- Directed by: N. Jeeva
- Written by: N. Jeeva
- Produced by: R. Saravana S. K. Chandhrasekar
- Starring: Hamsavardhan; Keerthi Chawla; Sunitha Varma;
- Cinematography: A. Kasi Vishwa
- Edited by: A. P. Manivannan
- Music by: Srikanth Deva
- Production company: Dreamland Movies
- Release date: 21 September 2007;
- Running time: 145 minutes
- Country: India
- Language: Tamil

= Piragu =

Piragu is a 2007 Indian Tamil-language crime drama film directed by N. Jeeva. The film stars Hamsavardhan, Keerthi Chawla and Sunitha Varma, with Vadivelu, Kadhal Dhandapani, Malaysia Vasudevan, Sabitha Anand, Emey, and Karate Raja playing supporting roles. The film, produced by R. Saravana and S. K. Chandhrasekar, had music by Srikanth Deva, cinematography by A. Kasi Vishwa, and editing by A. P. Manivannan. The film released on 21 September 2007.

==Plot==

Sathya (Hamsavardhan) is a drama director in his village who lives with his father Ramaiah (Malaysia Vasudevan), a respected Koothu artist, and his mother (Sabitha Anand). The village belle Thulasi (Keerthi Chawla), Sathya's relative, is in love with him since her childhood. Sathya comes to Chennai with hopes of becoming a cinema director one day. In Chennai, he lost his luggage and contact addresses. He is now left penniless and has nowhere to go. Sofia (Sunitha Varma), a small mechanic shop owner, gives him food to eat and accommodates him in her mechanic shop. In turn, Sathya helps her repair motorcycles besides looking for a film producer. Afterwards, Sofia falls in love with Sathya. At last, impressed by Sathya's story, a film producer accepts to producer his film. The same day, Sathya saves David (Karate Raja) from being killed by local rowdies. The gang leader Antony (Kadhal Dhandapani) commends Sathya for saving his brother from the rival gang rowdies and offers him to join his gang. Sathya declines Antony's proposal and speaks ill of his activity. Thereafter, Sathya's parents and Thulasi arrive in Chennai; they are accommodated by Sofia in her house. In the meantime, Antony and the rival gang leader Annapoorani (Emey) make peace and want to kill Sathya. What transpires next forms the rest of the story.

==Soundtrack==

The film score and the soundtrack were composed by Srikanth Deva. The soundtrack, released in 2007, features 6 tracks with lyrics written by Na. Muthukumar, Piraisoodan, Devakumar, Muthumagan and Gana Bala. Gana Bala, credited as Anathai Bala made his debut as singer and lyricist with this film in the song "Pathinoru Aattam" and also appeared in the song.

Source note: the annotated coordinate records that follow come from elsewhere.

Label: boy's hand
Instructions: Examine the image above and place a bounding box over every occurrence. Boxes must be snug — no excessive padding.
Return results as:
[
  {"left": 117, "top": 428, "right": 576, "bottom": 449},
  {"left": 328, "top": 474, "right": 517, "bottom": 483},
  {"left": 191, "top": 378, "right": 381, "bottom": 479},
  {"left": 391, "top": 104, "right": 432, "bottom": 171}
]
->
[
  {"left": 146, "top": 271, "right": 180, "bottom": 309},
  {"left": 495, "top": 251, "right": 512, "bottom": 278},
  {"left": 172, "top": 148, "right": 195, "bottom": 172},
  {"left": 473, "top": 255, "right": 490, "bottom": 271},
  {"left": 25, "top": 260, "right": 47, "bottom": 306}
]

| Track | Song | Singer(s) | Lyrics | Duration |
|---|---|---|---|---|
| 1 | "Mudalil Santhithen" | Harish Raghavendra, Meganthi | Na. Muthukumar | 5:40 |
| 2 | "Unnaipole Pennai" | Srikanth Deva, Srilekha Parthasarathy | Devakumar | 5:32 |
| 3 | "Amma Appa" | Vijay Yesudas | Na. Muthukumar | 5:28 |
| 4 | "Padinoru Per Aatam" | Gana Bala | Gana Bala | 5:21 |
| 5 | "Kitavaada Kitavaada" | Suchitra | Muthumagan | 5:10 |
| 6 | "Aasai Dosai" | Anuradha Sriram | Piraisoodan | 4:59 |

==Reception==
The film critic Malini Mannath wrote, "A lackluster script and slipshod narration reveal the amateurishness of a debutant director who seems not quite able to translate his ideas on to the screen", and that, "The saving grace of the film is Hamsavardhan (son of yesteryear hero Ravichandran), who bravely strides on through all the inadequacies of the script and his lacklustre role". Laya of Kalki called Vadivelu's comedy as relief and noted Srikanth Deva's music as average, called both story and screenplay as uncompelling.